Unexpected transport overcrowding (Pereira et al. Citation2015) and traffic congestion should be understood, reported (Miller and Gupta Citation2012; Pereira, Rodrigues, and Ben-Akiva Citation2013), and passed into route planning (Pereira, Bazzan, and Ben-Akiva Citation2014). Kuflik et al. (Citation2017) confirmed that automatic harvesting of relevant, valuable transport events from Twitter is of great value. They created a relevant transport taxonomy and identified such events, including ‘traffic’, ‘fire’, ‘bridge’, ‘stuck’, and ‘failure’, using classifiers. Pereira et al. (Citation2015) treated the non-habitual overcrowding hotspots as a set of topic-based explanatories from social networks. They identified the impact of these hotspots by adding up the excess amount of arrivals in 30 min. This made it possible to retrieve the data showing when and where the hotspots were due to announced social events. Schulz, Ristoski, and Paulheim (Citation2013) focused on small scale incidents, e.g. car crashes, from Twitter. They classified the events into different semantic incident types by taking advantage of temporal and spatial constraints. Using very few social media posts, they claimed to be able to detect 15 types of incident from the government dataset. Similarly, Pereira et al. (Citation2015) explained mechanisms for the formation of unusual overcrowding hotspots and predicted the manner of their evolution. They collected special events from social networks and websites to quantify the impact of the simultaneous events associated with three areas, and to help transport managers understand the demand for public transport. To actively help passengers minimize their ride time on HOV lanes and toll roads, Wang, Dessouky, and Ordonez (Citation2016) suggested that traffic congestion be treated as the change in passenger travel time and toll cost due to vehicle load. In these cases, the pickup time can be adjusted heuristically by coordinating the benefits of people in a vehicle.

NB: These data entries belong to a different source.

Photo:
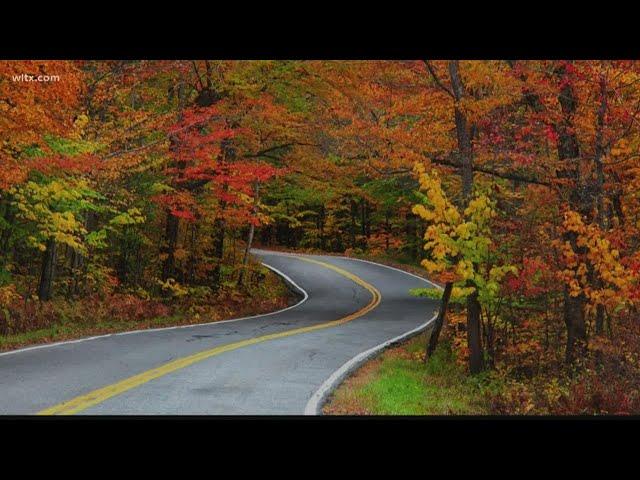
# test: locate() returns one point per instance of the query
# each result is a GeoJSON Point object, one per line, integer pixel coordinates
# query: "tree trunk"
{"type": "Point", "coordinates": [169, 248]}
{"type": "Point", "coordinates": [442, 314]}
{"type": "Point", "coordinates": [252, 228]}
{"type": "Point", "coordinates": [569, 153]}
{"type": "Point", "coordinates": [600, 152]}
{"type": "Point", "coordinates": [465, 147]}
{"type": "Point", "coordinates": [48, 271]}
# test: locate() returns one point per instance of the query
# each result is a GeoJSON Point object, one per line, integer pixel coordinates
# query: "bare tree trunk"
{"type": "Point", "coordinates": [252, 228]}
{"type": "Point", "coordinates": [569, 153]}
{"type": "Point", "coordinates": [442, 313]}
{"type": "Point", "coordinates": [48, 271]}
{"type": "Point", "coordinates": [599, 184]}
{"type": "Point", "coordinates": [169, 248]}
{"type": "Point", "coordinates": [465, 147]}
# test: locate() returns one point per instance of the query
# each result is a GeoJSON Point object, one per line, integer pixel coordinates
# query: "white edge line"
{"type": "Point", "coordinates": [68, 342]}
{"type": "Point", "coordinates": [317, 400]}
{"type": "Point", "coordinates": [315, 403]}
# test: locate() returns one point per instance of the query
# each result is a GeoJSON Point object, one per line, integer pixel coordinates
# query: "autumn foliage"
{"type": "Point", "coordinates": [514, 182]}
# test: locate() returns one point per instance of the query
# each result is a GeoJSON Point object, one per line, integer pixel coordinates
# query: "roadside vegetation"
{"type": "Point", "coordinates": [136, 189]}
{"type": "Point", "coordinates": [399, 383]}
{"type": "Point", "coordinates": [60, 319]}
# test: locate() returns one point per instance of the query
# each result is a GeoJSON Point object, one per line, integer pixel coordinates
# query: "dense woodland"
{"type": "Point", "coordinates": [513, 183]}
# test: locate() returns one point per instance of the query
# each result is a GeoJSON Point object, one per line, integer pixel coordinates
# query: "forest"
{"type": "Point", "coordinates": [132, 193]}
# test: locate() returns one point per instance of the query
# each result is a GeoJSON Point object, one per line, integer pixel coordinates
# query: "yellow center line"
{"type": "Point", "coordinates": [95, 397]}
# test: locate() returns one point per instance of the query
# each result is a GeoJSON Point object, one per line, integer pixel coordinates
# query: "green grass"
{"type": "Point", "coordinates": [399, 383]}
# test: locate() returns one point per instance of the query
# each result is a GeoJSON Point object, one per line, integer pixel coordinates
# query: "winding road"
{"type": "Point", "coordinates": [282, 363]}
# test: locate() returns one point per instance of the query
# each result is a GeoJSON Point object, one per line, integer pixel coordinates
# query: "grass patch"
{"type": "Point", "coordinates": [399, 383]}
{"type": "Point", "coordinates": [272, 295]}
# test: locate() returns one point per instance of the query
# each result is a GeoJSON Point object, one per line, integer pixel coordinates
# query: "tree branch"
{"type": "Point", "coordinates": [437, 80]}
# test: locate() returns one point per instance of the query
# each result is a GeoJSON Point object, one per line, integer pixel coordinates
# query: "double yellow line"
{"type": "Point", "coordinates": [95, 397]}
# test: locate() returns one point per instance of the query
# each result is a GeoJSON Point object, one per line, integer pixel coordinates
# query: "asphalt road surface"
{"type": "Point", "coordinates": [265, 365]}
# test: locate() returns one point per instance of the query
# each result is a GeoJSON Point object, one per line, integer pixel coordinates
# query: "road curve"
{"type": "Point", "coordinates": [272, 364]}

4.2. Co-passenger determination

Due to the reduced flexibility compared with using a private car, a person becomes more dependent on his/her partners when ridesharing. Instead of assessing the compatibility of potential partners on the basis of geographic proximity alone, we believe that psychological factors including relationships with car mates, constraints to independence, status as a passenger or driver, should be considered to influence the decision to share a ride or not (Oppenheim Citation1979). This view has been confirmed by a growing tranche of literature concerned with the attitudes and perceptions of individuals on the safety aspects of ridesharing. Mutabazi and Ackbaralib (Citation2010) reported the attitudes of students, parents and guardians on ridesharing for school trips by a questionnaire survey. It ranked concerns over traffic safety and personal security as the main reason for unwillingness to take part in car sharing.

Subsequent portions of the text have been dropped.